A man of kindness to his beast is kind,
But brutish actions show a brutish mind.
Remember, He who made thee made the brute;
Who gave thee speech and reason, made him mute.
He can't complain, but God's all-seeing eye
Beholds thy cruelty and hears his cry.
He was designed thy servant—not thy drudge.
Remember his Creator is thy Judge.
He acts but a fool's part who aims at heaven, but lives at random.
Interesting Items.
The Deepest Running Stream.—The deepest running stream that is known is the Niagara river, just under the suspension bridge, where it is seven hundred feet deep by actual measurement.
Sabbath-Breaking.—On Sunday afternoon, March 4th, at Sheffield, a little boy, whose name was Thomas Haigh, was drowned in a dam, caused by the breaking of the ice. He was sent to the Sunday School by his parents. Instead of going there, however, he and another boy went to what is known as the Little London dam. The ice was not safe, but they ventured on it, and ultimately both fell in. Haigh was drowned, and his body has not yet been discovered; the other escaped. Children, beware of disobedience and Sabbath-breaking.
Great Snowstorm in New York.—Every one declares it to be the worst storm they have ever known. Saturday, March 10th, was a balmy, spring day. On Sunday evening some cold rain fell, changing at midnight into a freezing sleet. On Monday there was a veritable Dakota blizzard. The air was filled with snow flying before the wind at the rate of sixty miles an hour. It was impossible in the street to keep the eyes open, and almost impossible to walk. Those who did venture out of doors were to be seen clinging to trees for support against the gale, or turning breezy corners upon their hands and knees. Vehicular traffic was totally suspended. Huge snow-ploughs, drawn along the tramways by a score of horses, had to be abandoned in the streets. The tram-car drivers unhitched their teams of three horses, and left the cars wherever they happened to be. Unbroken drifts, as high as the hips, or even in some cases up to the shoulders, filled nine-tenths of the shop doors along Broadway. The storm is believed to be without a parallel. It extended all along the Hudson River and around New York.
Death of the Emperor William of Germany.—Berlin has been a city of mourning, and Germany a nation of grief, in consequence of the death of the Emperor William, who closed his long, eventful, and successful life in his palace there, Unter den Linden, about half-past eight a.m., March 9th. Just before he died, when Dr. Kogel, the Court chaplain, repeated to the Emperor the words of the Psalmist—"Yea, though I walk through the valley of the shadow of death, I will fear no evil, for Thou art with me; Thy rod and Thy staff they comfort me," the Emperor observed, "That is beautiful." His last words are said to have been those with which he replied to a question from his daughter, the Grand Duchess of Baden, as to whether he was tired, and would like to rest. "I have no time at present to be tired," responded His Majesty.
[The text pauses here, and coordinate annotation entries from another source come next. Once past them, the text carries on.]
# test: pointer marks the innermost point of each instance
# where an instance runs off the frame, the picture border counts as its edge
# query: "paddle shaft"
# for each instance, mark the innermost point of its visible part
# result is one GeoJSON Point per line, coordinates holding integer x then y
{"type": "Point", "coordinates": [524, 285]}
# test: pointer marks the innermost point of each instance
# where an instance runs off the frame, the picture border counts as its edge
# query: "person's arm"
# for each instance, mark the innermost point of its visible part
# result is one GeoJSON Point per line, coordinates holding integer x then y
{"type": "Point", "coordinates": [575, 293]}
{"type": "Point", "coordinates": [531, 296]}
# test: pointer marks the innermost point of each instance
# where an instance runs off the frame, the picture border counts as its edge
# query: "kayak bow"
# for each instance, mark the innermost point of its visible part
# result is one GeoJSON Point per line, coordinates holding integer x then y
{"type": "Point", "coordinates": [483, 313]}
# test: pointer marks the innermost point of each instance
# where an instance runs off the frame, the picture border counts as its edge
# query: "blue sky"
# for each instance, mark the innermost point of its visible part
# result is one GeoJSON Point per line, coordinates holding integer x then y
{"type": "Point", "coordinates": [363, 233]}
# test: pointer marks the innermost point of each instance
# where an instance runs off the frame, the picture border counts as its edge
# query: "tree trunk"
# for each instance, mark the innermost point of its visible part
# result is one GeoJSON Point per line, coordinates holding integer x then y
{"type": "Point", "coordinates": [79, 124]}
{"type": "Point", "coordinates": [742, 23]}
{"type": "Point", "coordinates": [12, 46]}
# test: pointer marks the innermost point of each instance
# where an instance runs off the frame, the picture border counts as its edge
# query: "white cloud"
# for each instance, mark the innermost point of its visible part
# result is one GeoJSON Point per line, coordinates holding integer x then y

Sometimes, when his thoughts were wandering, the dying monarch would think of his afflicted son and successor far away on the Mediterranean shore, and murmur, "Fritz, lieber Fritz." The Emperor was a man who acknowledged God, and God prospered his work, as in the case of the Franco-Prussian war, for instance, although many of his enemies sneered at that acknowledgment. A special funeral service was held on Saturday, the 10th ult., in the mortuary chamber of the late Emperor, at which the Dowager Empress, the Grand Duke and Duchess of Baden, the Crown Prince and Princess of Sweden, and other Royal personages were present. The deceased monarch lay in the same position as that in which he expired, having a crucifix on the breast, and holding an ivory cross in the right hand. [What Popery!]